What is an Horreo?

What is an horreo?

This is a question we often hear as we walk across northern Spain along the Camino de Santiago. It is a query about the raised, narrow and long buildings, often topped with a cross, scattered across the Camino upon entering the state of Galicia. The next question usually is, how do you pronounce it? Just think of America’s most loved cookie – the Oreo. Say the word the same and you sound just as a Spaniard!

Horreo on the Camino de Santiago

Galicia

These buildings are considered the unofficial symbol of Galicia and date back to the 15th Century. Galicia is the last autonomous region pilgrims on the Camino de Santiago walk through to arrive at the famous Cathedral of Santiago de Compostela.

The original purpose was to store feed for the animals. They also were used to house any farm produce that needed to be stocked or further ripened. Horreos are seen throughout the Camino de Santiago. Those in Galicia are slimmer and longer than those found in states such as Asturias whose horreos are wide and square.

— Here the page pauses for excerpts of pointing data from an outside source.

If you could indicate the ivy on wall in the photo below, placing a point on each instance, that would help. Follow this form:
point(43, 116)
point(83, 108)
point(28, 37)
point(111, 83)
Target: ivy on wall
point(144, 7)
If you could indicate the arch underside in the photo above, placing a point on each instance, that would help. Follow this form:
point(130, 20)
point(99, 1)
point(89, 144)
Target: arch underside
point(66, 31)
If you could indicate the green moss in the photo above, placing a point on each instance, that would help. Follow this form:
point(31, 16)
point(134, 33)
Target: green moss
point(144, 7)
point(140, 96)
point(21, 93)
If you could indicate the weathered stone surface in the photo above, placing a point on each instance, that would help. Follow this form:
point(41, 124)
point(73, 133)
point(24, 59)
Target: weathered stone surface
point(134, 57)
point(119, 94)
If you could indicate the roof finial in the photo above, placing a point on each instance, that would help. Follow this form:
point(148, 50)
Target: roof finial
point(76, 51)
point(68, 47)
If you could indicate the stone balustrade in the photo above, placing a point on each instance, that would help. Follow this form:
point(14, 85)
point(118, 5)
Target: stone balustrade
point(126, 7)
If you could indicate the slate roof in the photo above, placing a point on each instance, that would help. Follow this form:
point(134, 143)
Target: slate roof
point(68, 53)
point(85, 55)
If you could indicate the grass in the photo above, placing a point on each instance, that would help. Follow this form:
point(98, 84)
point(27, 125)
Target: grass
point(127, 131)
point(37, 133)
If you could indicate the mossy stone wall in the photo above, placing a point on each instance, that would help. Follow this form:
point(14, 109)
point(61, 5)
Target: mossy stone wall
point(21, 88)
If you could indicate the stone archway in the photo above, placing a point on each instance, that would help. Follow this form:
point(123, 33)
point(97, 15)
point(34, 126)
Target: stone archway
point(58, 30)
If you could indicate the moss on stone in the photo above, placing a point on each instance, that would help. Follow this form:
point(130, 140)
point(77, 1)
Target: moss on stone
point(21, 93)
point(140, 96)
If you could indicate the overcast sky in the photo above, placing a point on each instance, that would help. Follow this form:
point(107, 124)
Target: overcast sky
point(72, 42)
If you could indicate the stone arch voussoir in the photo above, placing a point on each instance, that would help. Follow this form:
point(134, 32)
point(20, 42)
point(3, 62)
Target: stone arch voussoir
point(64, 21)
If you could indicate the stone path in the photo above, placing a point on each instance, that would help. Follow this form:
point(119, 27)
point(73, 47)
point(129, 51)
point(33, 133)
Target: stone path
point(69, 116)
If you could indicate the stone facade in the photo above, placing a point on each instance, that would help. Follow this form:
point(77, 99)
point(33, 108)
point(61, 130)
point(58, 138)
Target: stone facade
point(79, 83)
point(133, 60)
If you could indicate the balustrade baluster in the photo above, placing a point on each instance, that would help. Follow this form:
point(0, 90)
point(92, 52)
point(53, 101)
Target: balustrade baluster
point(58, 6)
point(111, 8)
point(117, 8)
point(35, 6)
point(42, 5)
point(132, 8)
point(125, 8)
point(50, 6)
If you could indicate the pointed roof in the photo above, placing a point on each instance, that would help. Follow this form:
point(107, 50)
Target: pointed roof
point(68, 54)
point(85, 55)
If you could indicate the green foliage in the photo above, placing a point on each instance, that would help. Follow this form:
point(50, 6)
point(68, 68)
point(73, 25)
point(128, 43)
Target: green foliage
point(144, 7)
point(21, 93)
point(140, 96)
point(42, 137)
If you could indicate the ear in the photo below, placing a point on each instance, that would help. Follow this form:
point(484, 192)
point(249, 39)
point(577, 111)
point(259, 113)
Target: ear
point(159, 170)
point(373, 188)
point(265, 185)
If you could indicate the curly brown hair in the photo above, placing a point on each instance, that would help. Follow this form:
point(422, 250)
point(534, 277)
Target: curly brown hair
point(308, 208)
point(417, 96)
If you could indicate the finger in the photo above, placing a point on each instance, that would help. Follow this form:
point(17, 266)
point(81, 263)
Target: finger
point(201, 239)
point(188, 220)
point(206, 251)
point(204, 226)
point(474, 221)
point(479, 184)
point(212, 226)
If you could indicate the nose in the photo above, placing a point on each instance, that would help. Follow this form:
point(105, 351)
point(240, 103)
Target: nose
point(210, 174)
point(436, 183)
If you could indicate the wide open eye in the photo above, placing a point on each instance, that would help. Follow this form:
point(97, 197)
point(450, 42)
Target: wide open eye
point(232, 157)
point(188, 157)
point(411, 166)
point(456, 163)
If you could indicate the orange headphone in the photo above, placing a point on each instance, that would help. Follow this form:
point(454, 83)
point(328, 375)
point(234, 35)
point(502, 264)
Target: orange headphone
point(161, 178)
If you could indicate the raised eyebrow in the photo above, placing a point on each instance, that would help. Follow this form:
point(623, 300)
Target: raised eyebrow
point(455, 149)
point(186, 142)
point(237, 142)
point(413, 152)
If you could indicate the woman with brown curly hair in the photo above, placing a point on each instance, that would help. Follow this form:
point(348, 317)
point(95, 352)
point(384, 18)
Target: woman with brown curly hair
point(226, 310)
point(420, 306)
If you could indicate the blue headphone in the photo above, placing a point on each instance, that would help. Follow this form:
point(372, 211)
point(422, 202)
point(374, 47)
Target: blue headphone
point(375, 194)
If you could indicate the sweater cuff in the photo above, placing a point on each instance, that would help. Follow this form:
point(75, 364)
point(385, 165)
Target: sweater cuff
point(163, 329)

Horreos in Galicia range in size from over 10 meters in length to even as little as one meter in length. These granaries are usually made of granite. They are always elevated to ensure rodents are unable to feast on the contents inside.  Today, these buildings are no longer utilised due to advancements in modern agriculture which also means they are no longer being built.  Most older properties in Galicia have an horreo on the land, but sadly many of them are unkept. This is because owners are required to apply for a special permit, at a high cost, to renovate these protected buildings.

 

Famous Horreos

Although not located on the Camino de Santiago, the most famous is the Carnota Horreo. It is 34.7 meters in length and is considered the largest in Galicia.  The entire structure is made of granite, including the roof, making it a spectacular site.

At kilometer 32 on the Camino de Santiago, you will find that horreo was built in 1950. Basically, making it a modern day structure. This horreo is much larger and rectangular in shape, unlike the historical slim model.

As you walk the Camino de Santiago, keep an eye out for these unique buildings as they can come in a variety of sizes and often with unique elements. Searching for your favourite horreo can sometimes help the kilometres swiftly pass by!